Lawyer-bashing has been a long standing national pastime, with criticism regularly formulated by politicians and the press on ‘fat cat’ defence barristers and ‘activist’ legal aid lawyers for having the resolute to carry out their job.
However, a new target has manifested – the supposed ‘enablers’ of oligarchs, whose cash was mostly welcomed in London until Russia’s invasion of Ukraine.
A panel of eminent investigative journalists queued up at the Frontline Club in London this week to contest claimant media lawyers as the pressure continues to rise.

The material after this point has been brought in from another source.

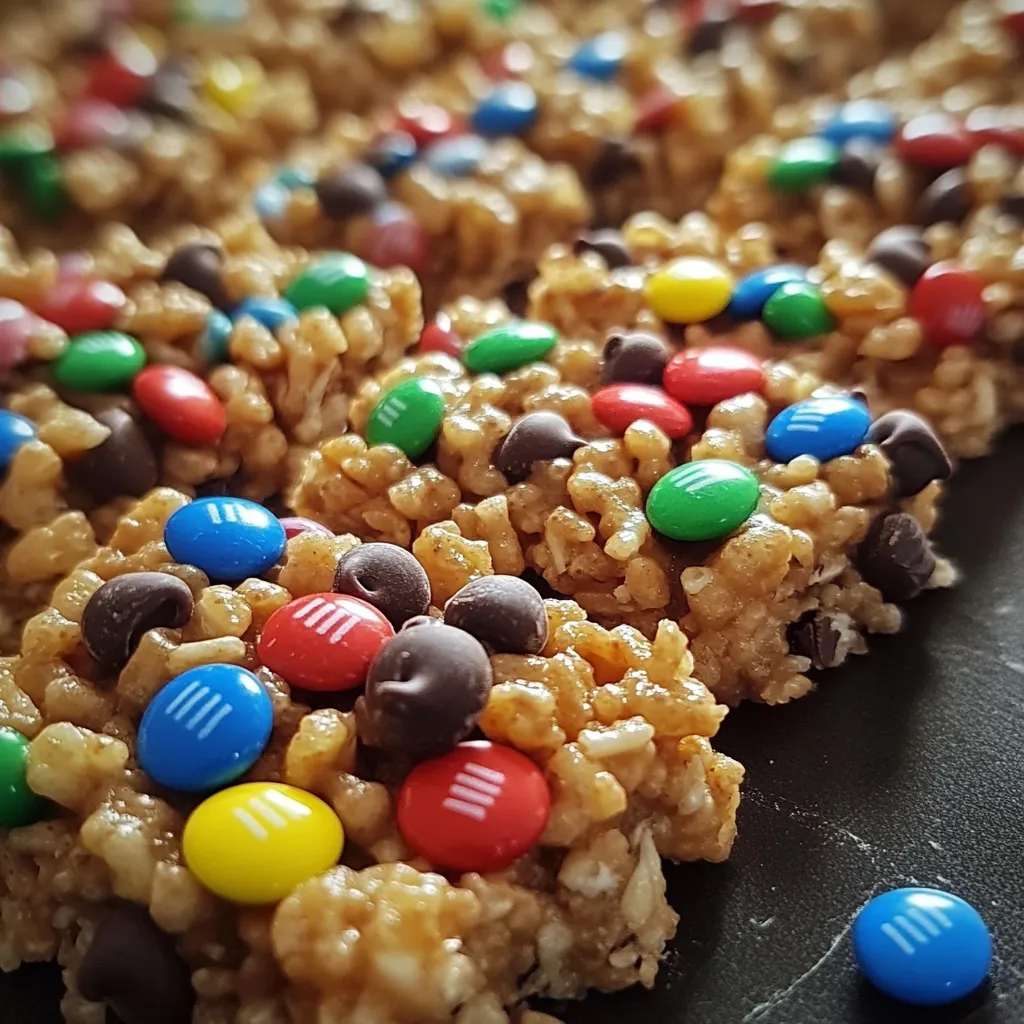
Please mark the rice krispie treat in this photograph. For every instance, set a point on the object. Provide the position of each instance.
(759, 507)
(199, 808)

A few firms are ‘becoming the servants of the super-rich’ and using litigation in an attempt to ‘silence a journalist for years’, noted Clare Rewcastle Brown, whose work revealed corruption in Malaysia resulted in her being sued in London and elsewhere.
A reporter at Tortoise Media, Paul Caruana Galizia, whose mother Daphne Caruana Galizia was murdered in Malta in 2017, noted that London lawyers are offering a ‘one-stop oligarch shop’ and, in some cases, are actually ‘acting for an organised crime group’.
An officer of the court also joined in, with Adelaide Lopez – a senior associate at Wiggin who represented journalist Catherine Belton recently – stating that ‘naming and shaming … is probably going to be more effective than anything the SRA is going to do’.
When questioned whether the Solicitors Regulation Authority has the ‘capacity or the competence’ to impose potential new requirements to stop so-called ‘lawfare’, Lopez and fellow lawyer Charlie Holt – the UK campaigns manager for English PEN – both answered: ‘No.’